It was an old book. Not rare or antique, but rather vintage. Just old enough to smell of aging library glue and dried damp, and to have sepia-toned edges and dog-eared corners that marked passages now long-forgotten, in spite of the inspiration they must have once incited.
It was a book my father had given to me, but I don’t remember why. It is titled: “Change Your Voice, Change Your Life.”
I remembered I had never read it all the way through; but I was looking for it with a purpose now. I was convinced I could find it in the back of my bookshelves because I rarely part with a book once in my possession. And so I did find it. Dipped in dust mites and cobwebs, and a little crisp to the touch, there it was: “Change Your Voice, Change Your Life,” by Dr. Morton Cooper (aka “voice doctor to the stars” and noted voice coach).

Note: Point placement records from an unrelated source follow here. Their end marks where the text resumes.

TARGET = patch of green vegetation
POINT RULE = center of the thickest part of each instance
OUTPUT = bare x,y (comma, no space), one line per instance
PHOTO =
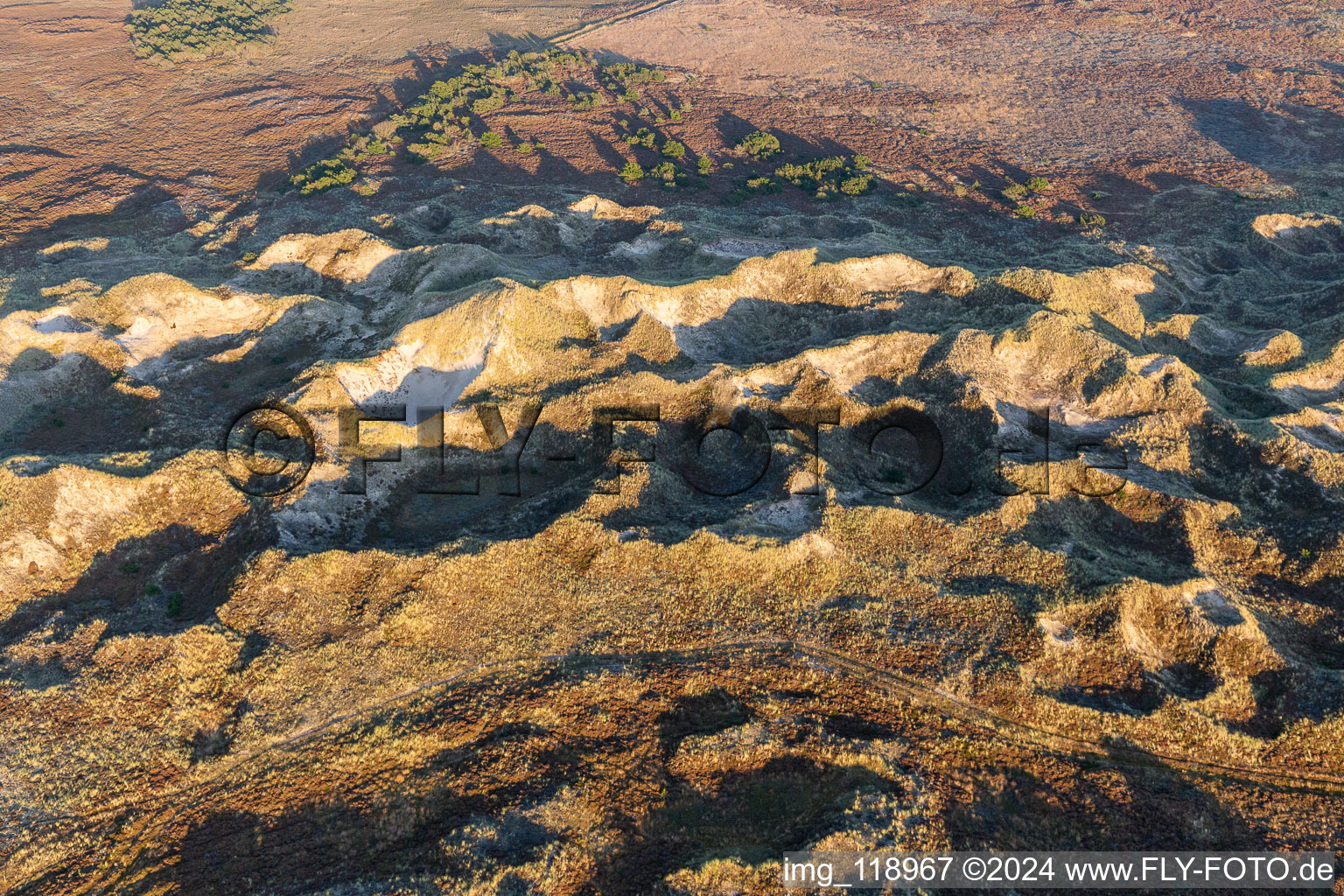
584,101
828,176
641,137
622,74
179,29
323,175
632,172
759,144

The book discusses such topics as finding one’s own authentic voice – especially in terms of pitch and tone and balance. It explores the proper use of breath when speaking. It talks about ridding ourselves of our “habitual body armor” – our “established posturing,” as we use (and misuse) our voices. It promises increased attraction and influence with others, and enhanced value of self.
I had coaxed it out from the vague shadows of my memory and the dark under-shelves of my library to study the spoken word vs. the written word relative to my work. But after going through it more thoroughly, with new intentionality, I began to suspect that perhaps there was more implied wisdom in its simply stated precepts than I had been seeking.

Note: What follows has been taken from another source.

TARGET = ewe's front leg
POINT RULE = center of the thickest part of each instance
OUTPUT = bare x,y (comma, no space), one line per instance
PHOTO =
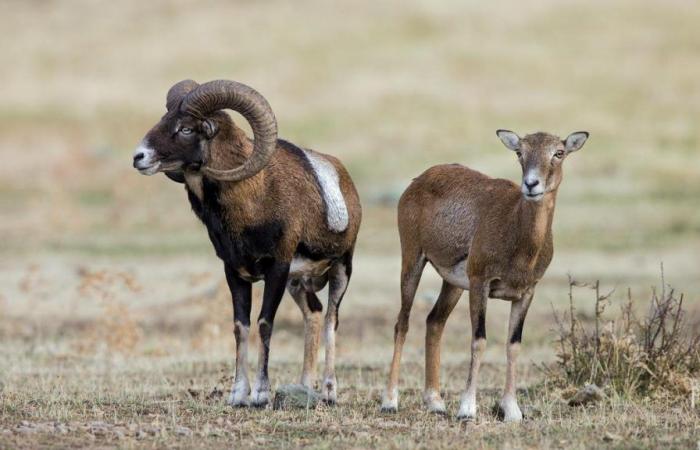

Perhaps I was meant to consider my “authentic voice” in a broader context – as I spoke to the universe in general. And, conversely, perhaps I was meant to consider how I listened to the universe in return – the voices, the breathings, the pitch and tone, the balance, the posturing, the implications.
I thought first about all of the expected sounds of the universe in seasons – as they speak to us in the voices of geese and wind, thick thunder and rustling leaves, through tree frogs and heat lightning, with lashes of rain and the silence of snow.
And I began to suspect that there are other voices of the universe that call out for us to hear them as well – compellingly, and with equal and ultimate authenticity – like the throaty fierceness of raging wildfires; and the surreal, saturating, screams of hurricanes; and the broken last exhale of a species.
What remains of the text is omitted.